Zufriedenheit sieht anders aus: Timo Boll nach dem Aus beim Champions Turnier in der Ballsporthalle. © IMAGO/Ostseephoto

Der deutsche Star ist beim Champions-Turnier in Frankfurt schon raus. Seine siebte Olympiateilnahme ist in Gefahr.

Frankfurt -Es dauerte lange, bis wieder ein Lächeln den Weg ins Gesicht von Timo Boll gefunden hatte. Wenn auch nur Galgenhumor dafür sorgte, aber immerhin.

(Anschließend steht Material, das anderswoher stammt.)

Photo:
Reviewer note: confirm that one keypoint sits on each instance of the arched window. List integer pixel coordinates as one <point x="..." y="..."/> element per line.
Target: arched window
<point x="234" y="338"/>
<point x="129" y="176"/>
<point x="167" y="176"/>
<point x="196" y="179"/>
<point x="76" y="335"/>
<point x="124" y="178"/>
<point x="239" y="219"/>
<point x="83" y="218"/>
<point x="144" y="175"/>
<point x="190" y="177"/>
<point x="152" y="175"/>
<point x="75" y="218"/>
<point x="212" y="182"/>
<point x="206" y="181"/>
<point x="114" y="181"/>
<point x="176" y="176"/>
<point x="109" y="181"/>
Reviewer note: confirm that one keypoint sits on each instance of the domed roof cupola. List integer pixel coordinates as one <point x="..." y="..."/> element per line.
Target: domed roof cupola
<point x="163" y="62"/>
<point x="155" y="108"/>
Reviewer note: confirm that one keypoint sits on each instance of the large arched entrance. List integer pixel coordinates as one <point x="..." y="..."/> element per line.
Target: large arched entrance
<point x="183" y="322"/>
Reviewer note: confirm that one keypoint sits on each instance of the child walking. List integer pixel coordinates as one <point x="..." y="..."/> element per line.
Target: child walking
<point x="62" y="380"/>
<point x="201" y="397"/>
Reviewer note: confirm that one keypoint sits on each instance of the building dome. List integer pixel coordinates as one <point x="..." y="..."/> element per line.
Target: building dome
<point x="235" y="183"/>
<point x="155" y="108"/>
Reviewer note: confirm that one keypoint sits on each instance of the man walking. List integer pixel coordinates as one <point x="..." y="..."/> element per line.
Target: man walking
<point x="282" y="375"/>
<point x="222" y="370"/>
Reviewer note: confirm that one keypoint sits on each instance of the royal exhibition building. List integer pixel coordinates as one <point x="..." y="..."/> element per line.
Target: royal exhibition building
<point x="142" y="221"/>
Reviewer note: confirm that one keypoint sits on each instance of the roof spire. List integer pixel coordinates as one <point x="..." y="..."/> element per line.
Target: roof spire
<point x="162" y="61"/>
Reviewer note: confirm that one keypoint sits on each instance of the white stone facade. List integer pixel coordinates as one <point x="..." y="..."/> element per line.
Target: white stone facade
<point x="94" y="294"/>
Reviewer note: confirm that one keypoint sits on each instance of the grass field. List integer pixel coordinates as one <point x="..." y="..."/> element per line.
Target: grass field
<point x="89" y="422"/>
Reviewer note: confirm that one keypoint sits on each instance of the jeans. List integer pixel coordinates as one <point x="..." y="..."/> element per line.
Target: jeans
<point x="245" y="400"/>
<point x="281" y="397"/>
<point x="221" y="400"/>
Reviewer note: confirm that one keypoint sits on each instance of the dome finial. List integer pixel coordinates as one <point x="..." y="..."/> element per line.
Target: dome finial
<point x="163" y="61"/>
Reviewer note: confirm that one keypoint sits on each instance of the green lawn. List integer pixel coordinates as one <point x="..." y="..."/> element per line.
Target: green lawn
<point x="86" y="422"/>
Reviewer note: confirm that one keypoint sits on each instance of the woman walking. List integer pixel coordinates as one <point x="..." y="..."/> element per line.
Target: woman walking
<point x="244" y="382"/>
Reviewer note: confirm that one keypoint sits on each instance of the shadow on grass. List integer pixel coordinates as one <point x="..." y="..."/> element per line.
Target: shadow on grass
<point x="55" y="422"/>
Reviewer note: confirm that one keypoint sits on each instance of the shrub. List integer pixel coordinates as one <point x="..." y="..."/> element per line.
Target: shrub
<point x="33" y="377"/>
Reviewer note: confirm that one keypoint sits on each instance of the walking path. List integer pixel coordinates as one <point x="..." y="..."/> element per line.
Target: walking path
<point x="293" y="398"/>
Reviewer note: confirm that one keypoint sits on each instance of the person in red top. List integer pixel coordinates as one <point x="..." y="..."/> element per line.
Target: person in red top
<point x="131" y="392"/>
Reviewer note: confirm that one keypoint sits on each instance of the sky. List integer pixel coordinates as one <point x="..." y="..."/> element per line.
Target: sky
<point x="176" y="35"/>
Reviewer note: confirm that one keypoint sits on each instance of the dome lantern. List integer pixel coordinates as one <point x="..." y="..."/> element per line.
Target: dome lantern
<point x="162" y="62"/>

Hart war der erfolgreichste deutsche Spieler der Tischtennis-Geschichte mit sich schon im Kurzinterview am schwarzen Court in der abgedunkelten Frankfurter Ballsporthalle ins Gericht gegangen, vor den rund 3000 Zuschauern vom Moderator des Turniers World Table Tennis (WTT) Champions direkt zu seiner 1:3-Niederlage gegen Lee Sang Su befragt. „Ich hätte mir schon ein bisschen mehr von mir gewünscht, ich bin sehr enttäuscht“, sagte der 42-Jährige nach dem 6:11, 11:7, 8:11, 4:11 gegen den neun Jahre jüngeren Koreaner.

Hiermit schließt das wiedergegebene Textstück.